Charles Reyes Jr. scribed an excellent piece on property taxes earlier this week. The piece sent me reaching for my financial calculator so I could crunch some numbers.

Charles Reyes Jr. scribed an excellent piece on property taxes earlier this week. The piece sent me reaching for my financial calculator so I could crunch some numbers.

Property taxes, a grim fact of life in the United States, are, at least as far as real estate goes, a tax angle lacking from the local scene. Mr. Reyes’ piece illustrates the case of a stateside couple that bought a home for $180,000. A few years down the road Big Bro assessed a value of $288,300 to it, clipped to a bill for $7,554 in taxes.

The bill comes to 2.6 percent of the assessed value of the home. Another way to look at it would be to calculate how big the tax bill is compared to the mortgage payments on the house.

Taking today’s mortgage rates of about 6.8 percent, if a $180,000 home is purchased on a 30 year mortgage, the monthly payment comes to $1,173, which adds up to $14,082 per year. The tax assessment of $7,554, then, is more than half (54 percent, to be exact) of the yearly home payment! That’s like having to buy half a home for the government when you buy one for yourself.

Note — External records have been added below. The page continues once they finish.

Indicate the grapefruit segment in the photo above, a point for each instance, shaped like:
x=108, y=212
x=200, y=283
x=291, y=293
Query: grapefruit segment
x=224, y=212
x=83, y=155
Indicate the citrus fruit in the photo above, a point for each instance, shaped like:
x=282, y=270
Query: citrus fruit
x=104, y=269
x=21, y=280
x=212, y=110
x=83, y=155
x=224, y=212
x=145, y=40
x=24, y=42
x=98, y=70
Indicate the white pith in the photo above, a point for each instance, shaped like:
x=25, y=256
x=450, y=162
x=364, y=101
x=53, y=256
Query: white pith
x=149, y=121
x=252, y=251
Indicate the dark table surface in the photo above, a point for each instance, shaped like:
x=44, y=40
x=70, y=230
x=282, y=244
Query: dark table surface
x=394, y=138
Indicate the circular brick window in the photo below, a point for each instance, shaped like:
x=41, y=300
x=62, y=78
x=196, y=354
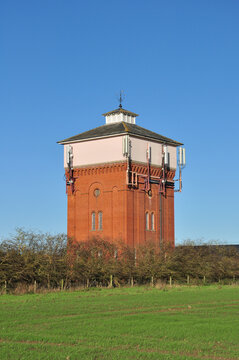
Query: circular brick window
x=97, y=192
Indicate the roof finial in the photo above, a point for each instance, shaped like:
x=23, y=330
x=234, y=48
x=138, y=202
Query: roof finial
x=121, y=98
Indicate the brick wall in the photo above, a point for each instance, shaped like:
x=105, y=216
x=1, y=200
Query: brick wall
x=102, y=188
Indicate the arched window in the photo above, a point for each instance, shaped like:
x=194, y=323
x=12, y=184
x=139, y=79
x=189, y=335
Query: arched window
x=147, y=221
x=100, y=220
x=93, y=221
x=152, y=221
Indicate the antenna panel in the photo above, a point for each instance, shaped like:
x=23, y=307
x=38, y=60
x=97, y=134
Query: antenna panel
x=149, y=152
x=165, y=149
x=126, y=145
x=69, y=154
x=184, y=157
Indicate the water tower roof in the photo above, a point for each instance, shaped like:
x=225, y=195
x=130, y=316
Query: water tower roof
x=120, y=110
x=118, y=129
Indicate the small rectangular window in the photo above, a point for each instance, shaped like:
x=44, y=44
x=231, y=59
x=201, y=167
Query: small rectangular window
x=147, y=220
x=100, y=220
x=93, y=221
x=152, y=221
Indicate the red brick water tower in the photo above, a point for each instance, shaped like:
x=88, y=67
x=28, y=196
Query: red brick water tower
x=120, y=182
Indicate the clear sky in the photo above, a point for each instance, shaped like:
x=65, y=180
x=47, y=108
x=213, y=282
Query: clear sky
x=62, y=64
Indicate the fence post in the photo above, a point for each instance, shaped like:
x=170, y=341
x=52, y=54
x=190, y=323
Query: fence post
x=111, y=281
x=62, y=284
x=35, y=287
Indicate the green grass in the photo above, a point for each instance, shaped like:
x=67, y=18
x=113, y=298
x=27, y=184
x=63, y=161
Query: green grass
x=128, y=323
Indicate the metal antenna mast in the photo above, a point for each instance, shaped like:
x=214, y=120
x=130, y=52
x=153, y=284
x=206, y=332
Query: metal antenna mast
x=121, y=98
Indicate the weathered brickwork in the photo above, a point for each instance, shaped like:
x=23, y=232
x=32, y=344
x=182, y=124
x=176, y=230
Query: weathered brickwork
x=103, y=188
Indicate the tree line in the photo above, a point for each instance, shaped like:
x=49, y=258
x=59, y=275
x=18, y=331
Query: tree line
x=53, y=261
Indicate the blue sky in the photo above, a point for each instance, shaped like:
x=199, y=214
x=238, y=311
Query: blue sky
x=62, y=64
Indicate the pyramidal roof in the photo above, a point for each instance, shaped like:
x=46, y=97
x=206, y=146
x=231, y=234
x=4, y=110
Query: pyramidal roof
x=119, y=128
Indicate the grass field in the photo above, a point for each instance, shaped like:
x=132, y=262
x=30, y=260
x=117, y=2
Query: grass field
x=128, y=323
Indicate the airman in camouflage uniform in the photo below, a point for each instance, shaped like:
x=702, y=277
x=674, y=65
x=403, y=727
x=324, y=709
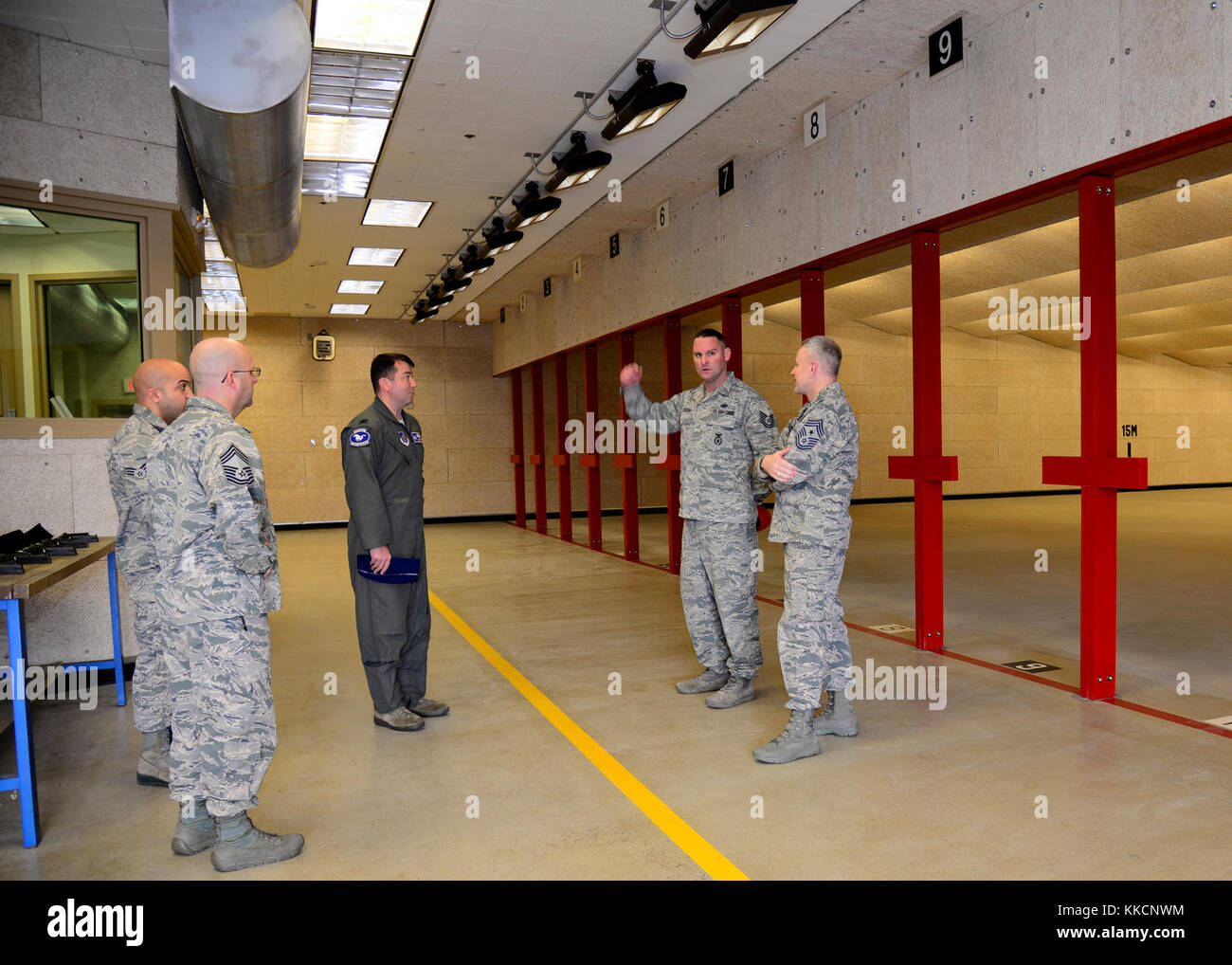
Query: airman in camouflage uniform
x=723, y=423
x=163, y=389
x=812, y=472
x=218, y=562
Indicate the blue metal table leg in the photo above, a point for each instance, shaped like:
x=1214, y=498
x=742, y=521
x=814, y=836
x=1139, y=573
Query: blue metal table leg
x=23, y=738
x=118, y=647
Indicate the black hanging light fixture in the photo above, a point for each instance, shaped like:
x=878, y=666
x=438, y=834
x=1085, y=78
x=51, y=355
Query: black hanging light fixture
x=451, y=282
x=533, y=208
x=730, y=25
x=577, y=165
x=475, y=265
x=436, y=297
x=499, y=238
x=643, y=103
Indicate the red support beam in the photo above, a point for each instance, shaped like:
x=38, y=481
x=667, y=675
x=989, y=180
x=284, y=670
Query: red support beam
x=518, y=455
x=672, y=386
x=734, y=336
x=537, y=455
x=1097, y=471
x=812, y=303
x=562, y=457
x=928, y=467
x=590, y=460
x=627, y=464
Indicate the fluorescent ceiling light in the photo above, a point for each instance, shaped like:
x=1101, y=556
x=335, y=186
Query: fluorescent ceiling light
x=385, y=26
x=344, y=180
x=19, y=217
x=220, y=282
x=226, y=267
x=395, y=213
x=225, y=300
x=344, y=138
x=383, y=257
x=353, y=286
x=355, y=84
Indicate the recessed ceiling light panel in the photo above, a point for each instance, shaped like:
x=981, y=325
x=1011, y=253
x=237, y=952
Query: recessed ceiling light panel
x=395, y=213
x=355, y=286
x=383, y=257
x=385, y=26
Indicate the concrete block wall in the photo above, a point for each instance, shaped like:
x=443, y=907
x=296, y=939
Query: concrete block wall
x=64, y=487
x=982, y=130
x=85, y=118
x=300, y=405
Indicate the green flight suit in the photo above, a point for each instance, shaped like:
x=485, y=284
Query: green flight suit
x=383, y=464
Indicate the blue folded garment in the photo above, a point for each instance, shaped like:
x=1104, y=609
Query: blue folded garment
x=402, y=570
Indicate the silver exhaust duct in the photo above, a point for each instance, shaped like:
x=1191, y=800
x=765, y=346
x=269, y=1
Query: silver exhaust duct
x=239, y=81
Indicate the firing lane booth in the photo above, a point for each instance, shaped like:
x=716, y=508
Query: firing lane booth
x=15, y=590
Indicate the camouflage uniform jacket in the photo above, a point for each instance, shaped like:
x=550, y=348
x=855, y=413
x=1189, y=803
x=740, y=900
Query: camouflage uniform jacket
x=719, y=434
x=217, y=551
x=127, y=456
x=824, y=444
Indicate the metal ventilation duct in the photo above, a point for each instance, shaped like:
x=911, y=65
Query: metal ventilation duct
x=239, y=79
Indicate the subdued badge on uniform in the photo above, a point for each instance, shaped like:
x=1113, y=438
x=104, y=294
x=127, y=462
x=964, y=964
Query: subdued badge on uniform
x=235, y=466
x=808, y=434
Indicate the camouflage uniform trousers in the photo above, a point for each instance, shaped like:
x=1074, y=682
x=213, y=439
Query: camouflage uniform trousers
x=223, y=730
x=152, y=699
x=813, y=648
x=718, y=584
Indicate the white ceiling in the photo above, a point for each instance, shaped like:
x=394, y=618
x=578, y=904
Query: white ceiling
x=1174, y=288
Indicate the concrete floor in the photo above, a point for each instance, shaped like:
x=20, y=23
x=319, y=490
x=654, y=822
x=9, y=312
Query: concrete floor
x=918, y=793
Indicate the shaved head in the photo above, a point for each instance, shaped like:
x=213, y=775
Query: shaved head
x=221, y=368
x=214, y=357
x=163, y=386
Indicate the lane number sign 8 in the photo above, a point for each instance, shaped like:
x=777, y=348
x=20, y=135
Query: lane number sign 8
x=814, y=123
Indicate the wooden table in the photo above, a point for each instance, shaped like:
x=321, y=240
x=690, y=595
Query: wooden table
x=13, y=592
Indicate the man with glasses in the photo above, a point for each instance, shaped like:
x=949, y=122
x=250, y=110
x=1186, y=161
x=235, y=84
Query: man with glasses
x=163, y=389
x=220, y=581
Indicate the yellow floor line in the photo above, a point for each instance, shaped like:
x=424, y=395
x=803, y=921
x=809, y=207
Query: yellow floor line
x=707, y=857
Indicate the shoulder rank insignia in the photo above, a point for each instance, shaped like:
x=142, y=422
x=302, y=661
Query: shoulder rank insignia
x=235, y=466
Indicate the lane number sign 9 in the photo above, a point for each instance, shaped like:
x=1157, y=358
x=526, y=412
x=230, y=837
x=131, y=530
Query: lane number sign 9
x=945, y=47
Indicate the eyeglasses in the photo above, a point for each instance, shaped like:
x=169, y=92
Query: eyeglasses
x=254, y=373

Sounds like a pretty raw deal to me. The homeowners sure thought so, and went to court, resulting is a reduction in the tax bill to $5,808. That’s still one heck of a bite, fully 41 percent of the yearly mortgage burden.

If we consider a case where the home didn’t increase in assessed value, we can apply this 2.6 percent rate to the $180,000 purchase price, yielding $4,680 in tax, which comes to 33 percent of the yearly mortgage price. Meaning, when you buy yourself a house, you have to buy one-third of a home for the government.

Turning back to the scenario in which the assessed value goes up: It can be pointed out that the increased value means that the homeowners became wealthier, that is, the $180K they paid gave them a home valued at $288K. That’s a pretty sweet capital gain.

But it’s a gain that goes unrealized until the home is sold. What if this couple intended to keep the house forever? They could easily find themselves being priced out of their own home by the increase in value and the consequent increase in taxes. Can you imagine being retired, and being forced out of the home you worked for your entire life because of the property tax? That’s a downright depressing proposition.

I always regarded home and hearth as sacred territory, for we all want some quiet corner of the earth to call our own, some safe haven where we can hide out from the chaos and treachery of daily life. People will never agree on how high taxes should be, who should pay them, and what the taxes should be based on (income? wealth? consumption? import duties? profits? property?). One thing is for sure, though: property taxes sure hit home in the purest sense.